Even if children born with such a deviation survive, the defect remains with them until the end of life. The only thing that modern medicine can do is to provide classes for such kids to teach them self-care, improve their intellectual development, and enable them to adapt to life in society.


Microcephaly is not considered a deadly disease. But it can be dangerous if the nerve centers in the respiratory and other vital functions were damaged.

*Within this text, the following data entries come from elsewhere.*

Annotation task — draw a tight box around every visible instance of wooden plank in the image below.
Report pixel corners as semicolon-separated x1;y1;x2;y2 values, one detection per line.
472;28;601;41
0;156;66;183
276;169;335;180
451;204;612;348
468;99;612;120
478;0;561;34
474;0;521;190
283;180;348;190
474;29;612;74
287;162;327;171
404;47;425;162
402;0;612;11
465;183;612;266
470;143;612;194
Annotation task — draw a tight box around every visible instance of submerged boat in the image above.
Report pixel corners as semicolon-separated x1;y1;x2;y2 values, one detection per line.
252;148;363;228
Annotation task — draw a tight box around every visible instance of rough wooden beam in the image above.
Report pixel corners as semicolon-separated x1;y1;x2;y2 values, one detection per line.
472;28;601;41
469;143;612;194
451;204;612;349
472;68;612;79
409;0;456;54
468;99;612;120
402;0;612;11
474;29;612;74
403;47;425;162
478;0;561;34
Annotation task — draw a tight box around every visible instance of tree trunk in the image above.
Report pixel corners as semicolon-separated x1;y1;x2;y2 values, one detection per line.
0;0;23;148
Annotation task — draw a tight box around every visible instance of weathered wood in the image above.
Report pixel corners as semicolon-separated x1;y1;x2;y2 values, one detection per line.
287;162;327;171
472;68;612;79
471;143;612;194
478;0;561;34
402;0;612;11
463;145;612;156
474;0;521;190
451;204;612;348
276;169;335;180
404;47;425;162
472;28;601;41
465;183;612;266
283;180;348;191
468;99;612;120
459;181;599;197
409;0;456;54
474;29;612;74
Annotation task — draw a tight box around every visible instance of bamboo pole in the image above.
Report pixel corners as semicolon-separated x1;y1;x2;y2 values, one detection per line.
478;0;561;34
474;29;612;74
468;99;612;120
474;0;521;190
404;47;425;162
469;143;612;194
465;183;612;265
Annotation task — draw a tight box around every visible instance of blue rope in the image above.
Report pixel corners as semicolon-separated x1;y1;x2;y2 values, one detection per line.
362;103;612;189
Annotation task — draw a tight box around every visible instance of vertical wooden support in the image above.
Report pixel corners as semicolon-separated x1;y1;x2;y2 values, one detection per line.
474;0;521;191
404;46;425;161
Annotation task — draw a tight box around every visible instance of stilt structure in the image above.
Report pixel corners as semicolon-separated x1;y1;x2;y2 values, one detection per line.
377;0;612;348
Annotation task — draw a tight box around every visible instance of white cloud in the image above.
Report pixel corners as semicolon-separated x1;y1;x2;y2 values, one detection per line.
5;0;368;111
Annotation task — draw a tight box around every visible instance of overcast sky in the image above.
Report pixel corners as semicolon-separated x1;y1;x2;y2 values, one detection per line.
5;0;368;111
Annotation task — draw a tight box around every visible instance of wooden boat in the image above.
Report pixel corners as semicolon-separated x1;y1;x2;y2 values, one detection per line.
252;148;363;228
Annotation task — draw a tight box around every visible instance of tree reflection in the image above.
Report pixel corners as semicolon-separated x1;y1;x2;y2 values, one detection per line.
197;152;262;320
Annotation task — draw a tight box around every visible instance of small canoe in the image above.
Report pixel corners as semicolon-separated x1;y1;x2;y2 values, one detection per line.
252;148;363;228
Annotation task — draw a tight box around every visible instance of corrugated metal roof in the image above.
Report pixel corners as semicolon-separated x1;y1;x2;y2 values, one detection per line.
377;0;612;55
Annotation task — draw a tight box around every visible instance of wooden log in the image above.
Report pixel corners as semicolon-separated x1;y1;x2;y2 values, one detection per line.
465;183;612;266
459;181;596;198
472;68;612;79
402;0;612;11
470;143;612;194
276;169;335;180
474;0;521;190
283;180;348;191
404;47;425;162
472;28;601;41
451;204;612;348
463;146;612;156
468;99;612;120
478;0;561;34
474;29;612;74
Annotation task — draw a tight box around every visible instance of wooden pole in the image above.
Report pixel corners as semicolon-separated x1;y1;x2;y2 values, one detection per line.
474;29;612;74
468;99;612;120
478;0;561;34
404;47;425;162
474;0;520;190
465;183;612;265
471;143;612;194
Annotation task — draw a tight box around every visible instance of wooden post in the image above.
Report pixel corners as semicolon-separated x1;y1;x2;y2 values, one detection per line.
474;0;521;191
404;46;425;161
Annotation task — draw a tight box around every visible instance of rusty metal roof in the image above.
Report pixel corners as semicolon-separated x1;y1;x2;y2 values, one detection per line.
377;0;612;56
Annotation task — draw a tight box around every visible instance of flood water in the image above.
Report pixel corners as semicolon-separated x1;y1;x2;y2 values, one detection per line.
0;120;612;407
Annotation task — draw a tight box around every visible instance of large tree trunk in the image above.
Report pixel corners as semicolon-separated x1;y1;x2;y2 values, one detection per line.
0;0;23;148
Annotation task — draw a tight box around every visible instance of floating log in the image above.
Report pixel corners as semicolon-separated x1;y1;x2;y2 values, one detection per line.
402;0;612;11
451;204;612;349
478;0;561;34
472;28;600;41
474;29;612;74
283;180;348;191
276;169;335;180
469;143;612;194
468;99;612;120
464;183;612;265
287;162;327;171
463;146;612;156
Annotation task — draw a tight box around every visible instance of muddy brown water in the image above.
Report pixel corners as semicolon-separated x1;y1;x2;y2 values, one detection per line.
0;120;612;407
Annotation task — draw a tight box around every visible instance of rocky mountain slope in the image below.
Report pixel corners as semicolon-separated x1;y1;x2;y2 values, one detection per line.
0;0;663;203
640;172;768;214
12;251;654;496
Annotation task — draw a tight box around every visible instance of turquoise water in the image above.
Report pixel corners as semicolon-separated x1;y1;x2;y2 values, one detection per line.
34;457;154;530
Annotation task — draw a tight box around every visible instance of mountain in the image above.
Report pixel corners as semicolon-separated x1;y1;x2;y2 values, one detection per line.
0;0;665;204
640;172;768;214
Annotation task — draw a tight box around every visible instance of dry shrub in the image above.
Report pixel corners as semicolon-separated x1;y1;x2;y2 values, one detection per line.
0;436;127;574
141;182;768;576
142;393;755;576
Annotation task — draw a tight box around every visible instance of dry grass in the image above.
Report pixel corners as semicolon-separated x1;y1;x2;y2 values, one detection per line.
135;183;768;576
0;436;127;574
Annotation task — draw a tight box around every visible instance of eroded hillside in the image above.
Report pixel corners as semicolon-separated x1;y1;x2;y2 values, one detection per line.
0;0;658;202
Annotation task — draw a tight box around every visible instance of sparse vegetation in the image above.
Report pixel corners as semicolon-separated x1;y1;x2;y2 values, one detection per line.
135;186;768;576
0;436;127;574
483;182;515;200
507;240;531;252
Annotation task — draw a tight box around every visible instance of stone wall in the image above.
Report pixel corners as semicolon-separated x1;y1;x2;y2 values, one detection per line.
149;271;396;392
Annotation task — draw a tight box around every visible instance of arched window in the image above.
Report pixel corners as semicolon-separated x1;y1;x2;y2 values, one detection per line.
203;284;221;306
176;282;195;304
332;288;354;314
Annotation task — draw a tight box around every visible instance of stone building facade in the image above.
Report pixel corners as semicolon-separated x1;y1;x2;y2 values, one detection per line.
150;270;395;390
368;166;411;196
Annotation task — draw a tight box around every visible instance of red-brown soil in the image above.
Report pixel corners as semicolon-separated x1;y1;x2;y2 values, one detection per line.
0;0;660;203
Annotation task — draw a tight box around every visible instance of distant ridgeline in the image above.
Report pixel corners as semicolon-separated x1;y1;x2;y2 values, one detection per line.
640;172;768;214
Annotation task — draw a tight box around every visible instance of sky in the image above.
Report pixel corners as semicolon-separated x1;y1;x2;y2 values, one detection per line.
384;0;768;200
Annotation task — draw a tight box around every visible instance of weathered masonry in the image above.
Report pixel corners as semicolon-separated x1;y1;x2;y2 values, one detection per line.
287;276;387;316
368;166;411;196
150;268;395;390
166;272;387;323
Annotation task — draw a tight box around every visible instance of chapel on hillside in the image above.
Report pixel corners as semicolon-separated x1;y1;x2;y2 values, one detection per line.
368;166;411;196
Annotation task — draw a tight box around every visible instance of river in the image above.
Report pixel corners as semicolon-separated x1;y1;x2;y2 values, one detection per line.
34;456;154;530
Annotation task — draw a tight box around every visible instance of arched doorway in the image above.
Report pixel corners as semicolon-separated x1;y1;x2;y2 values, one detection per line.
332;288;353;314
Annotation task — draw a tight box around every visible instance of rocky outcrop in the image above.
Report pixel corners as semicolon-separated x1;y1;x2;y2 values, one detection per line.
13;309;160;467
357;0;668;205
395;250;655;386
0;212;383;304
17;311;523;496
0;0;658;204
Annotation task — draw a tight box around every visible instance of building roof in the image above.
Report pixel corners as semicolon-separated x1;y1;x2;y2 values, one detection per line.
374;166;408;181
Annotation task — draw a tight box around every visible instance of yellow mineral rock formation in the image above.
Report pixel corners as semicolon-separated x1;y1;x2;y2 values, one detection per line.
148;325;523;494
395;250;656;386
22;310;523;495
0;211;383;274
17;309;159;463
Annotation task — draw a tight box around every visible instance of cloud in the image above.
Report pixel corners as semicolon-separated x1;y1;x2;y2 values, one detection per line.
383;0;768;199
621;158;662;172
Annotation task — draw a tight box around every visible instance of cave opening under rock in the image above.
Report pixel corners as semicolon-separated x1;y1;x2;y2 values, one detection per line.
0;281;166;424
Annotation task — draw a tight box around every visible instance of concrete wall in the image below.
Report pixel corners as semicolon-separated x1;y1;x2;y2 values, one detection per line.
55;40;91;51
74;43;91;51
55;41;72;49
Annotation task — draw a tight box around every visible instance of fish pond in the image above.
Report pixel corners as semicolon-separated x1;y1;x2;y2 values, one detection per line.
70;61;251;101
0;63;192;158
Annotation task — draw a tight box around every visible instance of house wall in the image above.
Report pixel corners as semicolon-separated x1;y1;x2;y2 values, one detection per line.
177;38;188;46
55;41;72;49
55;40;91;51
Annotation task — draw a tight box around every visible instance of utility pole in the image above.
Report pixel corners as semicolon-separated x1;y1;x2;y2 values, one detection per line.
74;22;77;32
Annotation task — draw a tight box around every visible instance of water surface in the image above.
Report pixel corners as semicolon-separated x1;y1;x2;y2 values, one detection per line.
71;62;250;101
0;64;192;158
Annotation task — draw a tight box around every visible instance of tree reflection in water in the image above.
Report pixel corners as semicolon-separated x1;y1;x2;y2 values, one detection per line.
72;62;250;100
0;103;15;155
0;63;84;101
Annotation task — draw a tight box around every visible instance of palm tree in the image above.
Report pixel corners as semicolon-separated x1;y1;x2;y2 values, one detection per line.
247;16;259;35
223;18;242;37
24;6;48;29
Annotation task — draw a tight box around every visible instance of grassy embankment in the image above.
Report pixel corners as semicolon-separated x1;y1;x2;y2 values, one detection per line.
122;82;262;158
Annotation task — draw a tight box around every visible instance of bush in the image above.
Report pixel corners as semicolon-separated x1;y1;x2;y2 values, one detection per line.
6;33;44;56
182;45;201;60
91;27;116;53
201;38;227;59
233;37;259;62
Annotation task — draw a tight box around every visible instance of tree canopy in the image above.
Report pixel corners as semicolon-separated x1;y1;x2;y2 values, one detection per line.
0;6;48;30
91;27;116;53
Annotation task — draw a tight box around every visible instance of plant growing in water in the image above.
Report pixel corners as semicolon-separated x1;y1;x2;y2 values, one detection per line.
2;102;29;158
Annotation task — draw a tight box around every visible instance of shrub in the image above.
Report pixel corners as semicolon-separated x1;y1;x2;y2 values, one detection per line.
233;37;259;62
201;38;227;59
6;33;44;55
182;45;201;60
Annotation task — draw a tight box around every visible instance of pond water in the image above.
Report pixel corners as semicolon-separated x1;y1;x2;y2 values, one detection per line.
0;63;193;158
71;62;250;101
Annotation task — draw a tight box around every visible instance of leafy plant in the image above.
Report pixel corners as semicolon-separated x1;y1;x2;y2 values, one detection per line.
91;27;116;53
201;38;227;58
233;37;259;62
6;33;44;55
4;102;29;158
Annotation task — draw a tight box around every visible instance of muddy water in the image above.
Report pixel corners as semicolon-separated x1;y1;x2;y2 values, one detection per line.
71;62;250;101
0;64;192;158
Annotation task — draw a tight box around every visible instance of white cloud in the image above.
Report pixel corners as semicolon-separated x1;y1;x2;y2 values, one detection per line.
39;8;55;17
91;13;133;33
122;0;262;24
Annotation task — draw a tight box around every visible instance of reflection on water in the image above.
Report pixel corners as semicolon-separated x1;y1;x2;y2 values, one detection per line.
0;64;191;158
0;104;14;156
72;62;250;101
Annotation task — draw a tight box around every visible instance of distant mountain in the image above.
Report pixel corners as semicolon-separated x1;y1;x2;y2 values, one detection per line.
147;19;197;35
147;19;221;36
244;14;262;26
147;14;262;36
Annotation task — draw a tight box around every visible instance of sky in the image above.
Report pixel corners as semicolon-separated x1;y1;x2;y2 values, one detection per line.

However, against the background of microcephaly, other pathological conditions can also develop in the form of:

  • Cerebral palsy;
  • heart defects;
  • congenital cataracts;
  • epilepsy;
  • formation of frontal clefts;
  • renal hypoplasia, etc.

In view of this, the prognosis directly depends on the overall clinical picture, concomitant microcephaly in the child. But to completely get rid of the disease, as already noted, is impossible. Often, the duration of patients is reduced, and many of them have to stay in specialized boarding schools for mentally retarded people throughout their lives.


To prevent the development of microcephaly in a child, you must:

  • adhere to a rational approach to pregnancy planning;
  • be regularly examined for the presence of infectious diseases and genetic pathologies in parents (especially in pregnant women);
  • terminate early pregnancy if suspicious developmental abnormalities have been identified in the embryo or fetus.

Therefore, members of families where previously there were cases of birth of children with microcephaly or other brain defects, it is necessary to undergo a thorough genetic examination, which will help to assess the risks of manifestation of such deviations in future offspring.

Watch the video: Infectious Diseases A-Z: Babies born with Zika-related birth defects (December 2019).